RNA polymerase is an enzyme that synthesizes RNA from a DNA template. Specifically, RNA synthesis or transcription is the process of transcribing DNA nucleotide sequence information into RNA sequence information. Besides, RNA synthesis is catalyzed by a large enzyme called RNA polymerase. The basic biochemistry of RNA synthesis is common in prokaryotes and eukaryotes. Ribosomal RNA transcription is the rate-limiting step in bacterial ribosome synthesis. Besides, this information must be transcribed by RNA polymerase and translated by the ribosome before it can reach its final form.
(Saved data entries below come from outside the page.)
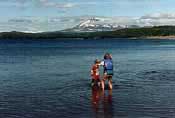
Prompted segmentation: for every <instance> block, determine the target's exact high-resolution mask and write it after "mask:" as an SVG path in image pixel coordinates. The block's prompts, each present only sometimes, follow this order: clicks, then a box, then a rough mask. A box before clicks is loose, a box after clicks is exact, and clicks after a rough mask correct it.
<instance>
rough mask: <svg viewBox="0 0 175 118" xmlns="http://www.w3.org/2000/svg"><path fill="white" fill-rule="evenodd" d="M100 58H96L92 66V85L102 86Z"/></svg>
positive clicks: (91, 83)
mask: <svg viewBox="0 0 175 118" xmlns="http://www.w3.org/2000/svg"><path fill="white" fill-rule="evenodd" d="M99 64H100V60H98V59H96V60H95V61H94V64H93V65H92V68H91V78H92V82H91V86H94V85H98V86H99V87H100V72H99Z"/></svg>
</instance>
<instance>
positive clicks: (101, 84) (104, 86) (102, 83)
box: [101, 80, 105, 90]
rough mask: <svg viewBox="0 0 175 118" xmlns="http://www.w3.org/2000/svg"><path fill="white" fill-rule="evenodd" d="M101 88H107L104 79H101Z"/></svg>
mask: <svg viewBox="0 0 175 118" xmlns="http://www.w3.org/2000/svg"><path fill="white" fill-rule="evenodd" d="M101 88H102V90H104V89H105V85H104V80H101Z"/></svg>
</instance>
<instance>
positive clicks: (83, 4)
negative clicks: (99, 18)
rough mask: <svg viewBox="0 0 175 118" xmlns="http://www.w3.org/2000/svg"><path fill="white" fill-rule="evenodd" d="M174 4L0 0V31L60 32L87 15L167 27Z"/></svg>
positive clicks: (26, 0)
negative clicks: (128, 20) (130, 18)
mask: <svg viewBox="0 0 175 118" xmlns="http://www.w3.org/2000/svg"><path fill="white" fill-rule="evenodd" d="M174 4H175V1H174V0H0V14H1V16H0V17H1V18H0V31H12V30H17V31H54V30H60V29H65V28H68V27H72V26H73V25H75V24H77V23H79V22H81V20H82V18H81V17H83V18H84V17H86V16H99V17H110V18H111V17H112V18H115V20H116V18H121V17H129V18H131V19H132V20H133V18H137V22H138V19H139V20H141V21H139V22H144V23H145V22H147V21H149V23H150V22H151V23H152V24H156V25H158V24H166V22H167V23H168V24H170V23H169V22H171V23H172V22H173V23H174V19H175V18H174V17H175V7H174ZM155 19H157V20H155ZM150 20H151V21H150Z"/></svg>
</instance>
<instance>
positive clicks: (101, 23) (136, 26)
mask: <svg viewBox="0 0 175 118" xmlns="http://www.w3.org/2000/svg"><path fill="white" fill-rule="evenodd" d="M135 27H139V26H137V25H121V24H117V23H116V22H114V21H113V22H112V21H111V19H109V18H98V17H96V18H89V19H86V20H84V21H82V22H81V23H80V24H78V25H76V26H75V27H73V28H70V29H66V30H64V31H75V32H81V31H82V32H93V31H114V30H119V29H123V28H135Z"/></svg>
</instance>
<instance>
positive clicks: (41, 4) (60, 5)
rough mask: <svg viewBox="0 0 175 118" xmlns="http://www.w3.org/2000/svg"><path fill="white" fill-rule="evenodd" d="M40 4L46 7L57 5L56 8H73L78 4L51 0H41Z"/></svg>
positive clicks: (40, 0)
mask: <svg viewBox="0 0 175 118" xmlns="http://www.w3.org/2000/svg"><path fill="white" fill-rule="evenodd" d="M39 2H40V4H41V5H42V6H45V7H55V8H72V7H74V6H76V4H73V3H69V2H66V3H60V2H59V3H58V2H53V1H52V2H51V1H49V0H39Z"/></svg>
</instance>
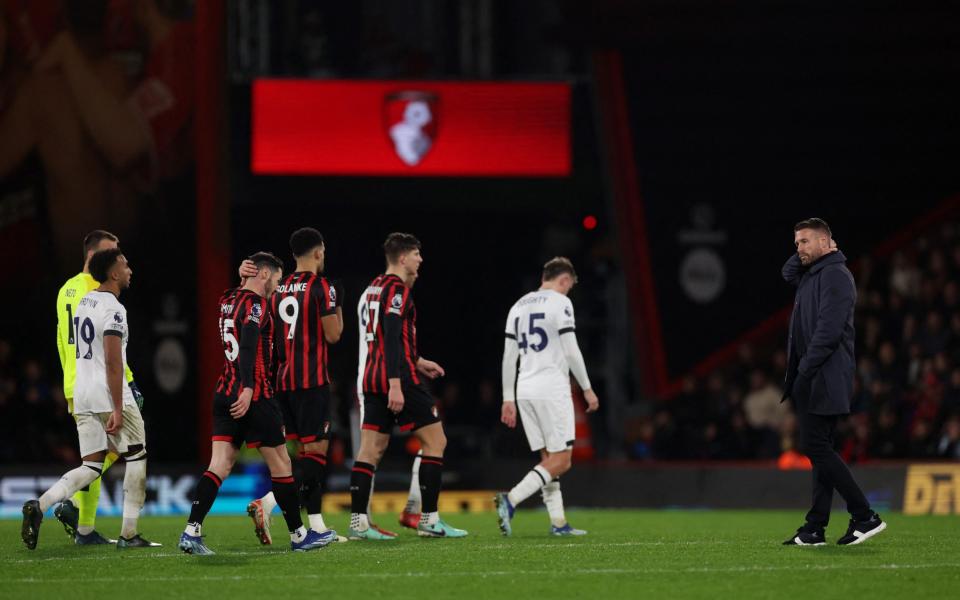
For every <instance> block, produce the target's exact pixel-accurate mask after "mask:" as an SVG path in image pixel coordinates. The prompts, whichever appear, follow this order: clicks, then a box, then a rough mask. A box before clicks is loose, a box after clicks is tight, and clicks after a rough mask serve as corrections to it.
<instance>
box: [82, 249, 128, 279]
mask: <svg viewBox="0 0 960 600" xmlns="http://www.w3.org/2000/svg"><path fill="white" fill-rule="evenodd" d="M121 254H123V250H121V249H120V248H107V249H106V250H98V251H97V252H95V253H94V254H93V256H91V257H90V267H89V268H90V275H91V276H92V277H93V278H94V279H96V280H97V281H99V282H100V283H104V282H106V281H107V279H109V278H110V269H112V268H113V265H114V264H115V263H116V262H117V258H119V257H120V255H121Z"/></svg>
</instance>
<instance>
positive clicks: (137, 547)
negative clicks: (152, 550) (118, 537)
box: [117, 533, 162, 550]
mask: <svg viewBox="0 0 960 600" xmlns="http://www.w3.org/2000/svg"><path fill="white" fill-rule="evenodd" d="M160 546H162V544H158V543H156V542H150V541H147V540H145V539H143V537H142V536H141V535H140V534H139V533H138V534H137V535H135V536H133V537H132V538H129V539H127V538H125V537H123V536H122V535H121V536H120V539H119V540H117V550H121V549H123V548H159V547H160Z"/></svg>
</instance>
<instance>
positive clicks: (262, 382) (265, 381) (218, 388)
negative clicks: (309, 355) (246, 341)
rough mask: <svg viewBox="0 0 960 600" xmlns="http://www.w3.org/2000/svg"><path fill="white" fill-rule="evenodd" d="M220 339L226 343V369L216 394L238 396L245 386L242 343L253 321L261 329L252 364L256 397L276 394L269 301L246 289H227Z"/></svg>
mask: <svg viewBox="0 0 960 600" xmlns="http://www.w3.org/2000/svg"><path fill="white" fill-rule="evenodd" d="M219 324H220V331H219V336H220V342H221V343H222V344H223V356H224V361H223V372H222V373H221V374H220V380H219V381H218V382H217V393H219V394H224V395H227V396H236V395H238V394H239V393H240V389H241V388H242V385H241V384H242V381H241V373H240V362H239V360H238V358H239V356H240V343H241V341H242V336H243V328H244V326H245V325H247V324H253V325H255V326H257V327H258V328H259V329H260V337H259V339H258V340H257V354H256V357H255V358H254V363H253V399H254V401H256V400H259V399H261V398H272V397H273V385H272V384H271V383H270V372H271V364H270V363H271V360H272V359H273V316H272V315H271V314H270V311H269V310H268V309H267V300H266V299H264V298H262V297H261V296H260V295H259V294H257V293H255V292H252V291H250V290H245V289H243V288H234V289H230V290H227V291H225V292H224V293H223V296H221V297H220V320H219Z"/></svg>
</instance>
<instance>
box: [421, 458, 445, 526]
mask: <svg viewBox="0 0 960 600" xmlns="http://www.w3.org/2000/svg"><path fill="white" fill-rule="evenodd" d="M442 476H443V457H442V456H426V455H424V456H423V458H421V459H420V496H421V497H422V498H423V501H422V504H423V507H422V509H421V511H422V513H435V512H437V501H438V500H439V499H440V480H441V478H442Z"/></svg>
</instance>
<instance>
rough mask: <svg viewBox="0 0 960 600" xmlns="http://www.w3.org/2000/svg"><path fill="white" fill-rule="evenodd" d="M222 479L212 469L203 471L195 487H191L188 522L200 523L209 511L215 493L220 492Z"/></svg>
mask: <svg viewBox="0 0 960 600" xmlns="http://www.w3.org/2000/svg"><path fill="white" fill-rule="evenodd" d="M222 484H223V480H222V479H220V477H218V476H217V474H216V473H214V472H212V471H204V473H203V475H202V476H201V477H200V479H199V480H197V485H196V487H194V488H193V505H192V506H191V507H190V519H189V520H188V521H187V522H188V523H196V524H197V525H200V524H202V523H203V520H204V519H205V518H206V516H207V513H208V512H210V507H211V506H213V501H214V500H216V499H217V493H219V492H220V486H221V485H222Z"/></svg>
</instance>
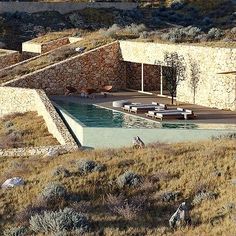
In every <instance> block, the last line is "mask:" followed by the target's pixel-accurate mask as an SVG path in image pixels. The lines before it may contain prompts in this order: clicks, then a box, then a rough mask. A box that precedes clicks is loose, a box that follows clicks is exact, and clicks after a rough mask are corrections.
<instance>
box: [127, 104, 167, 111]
mask: <svg viewBox="0 0 236 236" xmlns="http://www.w3.org/2000/svg"><path fill="white" fill-rule="evenodd" d="M148 108H150V109H158V108H162V109H163V107H160V106H157V105H148V106H138V107H132V108H131V110H132V111H137V110H138V109H148Z"/></svg>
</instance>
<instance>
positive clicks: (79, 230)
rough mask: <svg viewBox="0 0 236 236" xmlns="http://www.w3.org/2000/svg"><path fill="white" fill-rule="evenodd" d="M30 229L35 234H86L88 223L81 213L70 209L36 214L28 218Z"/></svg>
mask: <svg viewBox="0 0 236 236" xmlns="http://www.w3.org/2000/svg"><path fill="white" fill-rule="evenodd" d="M29 222H30V229H31V230H32V231H34V232H35V233H58V232H61V231H67V232H71V231H76V232H78V233H84V232H87V231H88V230H89V229H90V222H89V221H88V219H87V218H86V217H85V216H84V215H83V214H81V213H78V212H76V211H75V210H73V209H71V208H65V209H63V210H59V211H54V212H53V211H51V212H50V211H44V213H43V214H41V215H39V214H36V215H34V216H32V217H31V218H30V221H29Z"/></svg>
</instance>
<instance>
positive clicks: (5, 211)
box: [0, 139, 236, 236]
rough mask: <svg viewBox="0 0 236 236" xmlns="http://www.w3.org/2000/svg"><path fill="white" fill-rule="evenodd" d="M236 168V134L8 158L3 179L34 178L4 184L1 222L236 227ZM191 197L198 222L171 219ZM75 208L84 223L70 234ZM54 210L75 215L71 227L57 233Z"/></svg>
mask: <svg viewBox="0 0 236 236" xmlns="http://www.w3.org/2000/svg"><path fill="white" fill-rule="evenodd" d="M235 170H236V146H235V139H220V140H216V141H206V142H200V143H179V144H172V145H167V144H154V145H150V146H148V147H146V148H144V149H139V150H134V149H131V148H125V149H117V150H113V149H108V150H95V151H93V150H92V151H89V150H84V151H79V152H75V153H71V154H64V155H61V156H58V157H54V158H46V157H44V158H42V157H40V156H38V157H24V158H16V157H12V158H1V159H0V173H1V174H0V181H1V183H2V182H3V181H5V179H6V176H8V177H9V176H11V177H14V176H20V177H22V178H23V179H24V180H25V181H26V184H25V185H24V186H20V187H16V188H13V189H7V190H0V196H1V202H0V204H1V206H0V217H1V218H0V224H1V230H2V232H3V231H5V230H6V229H9V228H10V229H11V230H10V231H5V235H16V234H13V233H15V232H22V234H20V235H28V234H29V235H32V234H33V232H37V233H38V235H40V233H41V234H42V233H43V232H47V233H46V235H51V234H50V232H53V233H52V235H80V233H81V232H82V231H84V232H87V234H88V235H207V236H209V235H235V234H236V227H235V224H236V202H235V193H236V186H235V181H236V180H235V178H236V175H235ZM124 173H125V175H123V174H124ZM121 175H122V176H121ZM119 176H121V177H119ZM183 201H186V202H187V203H188V205H189V208H190V209H191V210H190V216H191V218H192V225H191V226H186V227H182V228H177V229H171V228H170V227H169V225H168V220H169V218H170V217H171V215H172V214H173V213H174V212H175V210H176V208H177V207H178V205H179V203H181V202H183ZM68 208H69V209H68ZM59 209H61V211H59ZM63 209H64V210H63ZM46 210H47V212H45V211H46ZM52 212H56V213H52ZM72 213H73V215H74V218H73V220H74V222H75V221H76V220H77V221H76V222H77V226H78V225H79V227H80V231H78V230H77V231H73V233H71V234H70V233H68V231H70V232H72V231H71V230H74V228H73V227H72V226H71V225H68V224H69V223H68V222H70V221H68V219H71V220H72V218H70V217H71V214H72ZM52 214H55V215H54V217H56V216H58V215H60V217H63V216H66V217H67V221H66V222H64V221H62V219H63V218H60V219H61V223H60V224H59V225H60V226H65V228H64V229H65V230H64V233H62V232H61V233H60V234H57V233H55V232H56V231H57V230H58V228H57V227H56V226H55V225H56V223H55V222H56V221H57V220H56V219H55V218H54V220H52V218H51V215H52ZM46 215H47V217H48V218H45V217H46ZM39 220H41V222H43V225H44V227H43V226H40V224H39V223H37V222H39ZM73 220H72V221H73ZM53 222H54V223H53ZM63 222H64V223H63ZM59 228H60V227H59ZM81 230H82V231H81ZM9 232H10V233H12V234H10V233H9ZM36 235H37V234H36Z"/></svg>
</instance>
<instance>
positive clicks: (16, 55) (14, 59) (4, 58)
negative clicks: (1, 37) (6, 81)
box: [0, 50, 20, 70]
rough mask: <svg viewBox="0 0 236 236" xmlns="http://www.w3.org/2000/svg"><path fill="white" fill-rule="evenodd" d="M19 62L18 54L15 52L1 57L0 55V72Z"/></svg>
mask: <svg viewBox="0 0 236 236" xmlns="http://www.w3.org/2000/svg"><path fill="white" fill-rule="evenodd" d="M7 51H8V50H7ZM19 61H20V53H19V52H16V51H8V52H6V54H4V55H3V56H1V54H0V70H1V69H3V68H5V67H8V66H10V65H13V64H16V63H18V62H19Z"/></svg>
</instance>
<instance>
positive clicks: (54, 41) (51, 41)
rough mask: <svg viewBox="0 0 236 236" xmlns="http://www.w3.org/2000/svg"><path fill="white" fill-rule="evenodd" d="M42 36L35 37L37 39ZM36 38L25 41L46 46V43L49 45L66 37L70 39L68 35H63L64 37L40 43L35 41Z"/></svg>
mask: <svg viewBox="0 0 236 236" xmlns="http://www.w3.org/2000/svg"><path fill="white" fill-rule="evenodd" d="M40 38H41V37H38V38H35V39H40ZM35 39H32V40H29V41H26V42H24V43H29V44H33V45H34V44H35V45H41V46H45V45H47V44H50V43H54V42H57V41H60V40H64V39H68V40H69V37H68V36H63V37H61V38H57V39H53V40H50V41H46V42H42V43H39V42H36V41H34V40H35Z"/></svg>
In eukaryotic cells, the task of transcribing nuclear genes is shared by polymerases (Pols) I, II, and III. Furthermore, Pol II produces mRNA encoding cellular proteins and many snRNAs involved in mRNA processing. Pol III synthesizes tRNA, 5S rRNA, and various other small untranslated RNAs that play an important role in metabolism. Meanwhile, Pol I aims to synthesis of rRNA, which accounts for 60% of the transcriptional activity of eukaryotic cells. Pol I-specific transcription factors guide Pol I to the rDNA promoter. It participates in multiple rounds of transcription initiation, promoter escape, extension, and termination. Nonetheless, Pol I transcription dysregulation is a feature of cancer and other diseases characterized by abnormal translation capabilities. Here, we will introduce an oral rRNA synthesis inhibitor, CX-5461.
CX-5461 is an Orally Active rRNA Synthesis Inhibitor.
Above all, CX-5461 inhibits RNA Pol I-driven transcription of rRNA with IC50s of 142, 113, and 54 nM in HCT-116, A375, MIA PaCa-2 cells, respectively. Interestingly, CX-5461 shows little or no effect on Pol II (IC50, ≥25 μM). Importantly, CX-5461 has modest inhibition on DNA replication and protein translation. CX-5461 also exhibits broad antiproliferative activity against a panel of human cancer cell lines, with a mean EC50 of 147 nM. Particularly, CX-5461 induces autophagy and senescence in solid tumor cancer cells.
Next, CX-5461 displays antitumor activity against human solid tumors in murine xenograft models. Obviously, CX-5461 with 50 mg/kg by p.o. shows significant MIA PaCa-2 growth inhibition on day 32. CX-5461 inhibits the Eμ-Myc tumor cells with 84% repression in Pol I transcription at 1 hr posttreatment in C57BL/6 mice. Additionally, CX-5461 also induces a rapid reduction in tumor burden in the lymph nodes.
All in all, CX-5461 is a potent and oral rRNA synthesis inhibitor.
References:
Drygin D et al. Cancer Res. 2011 Feb 15;71(4):1418-30.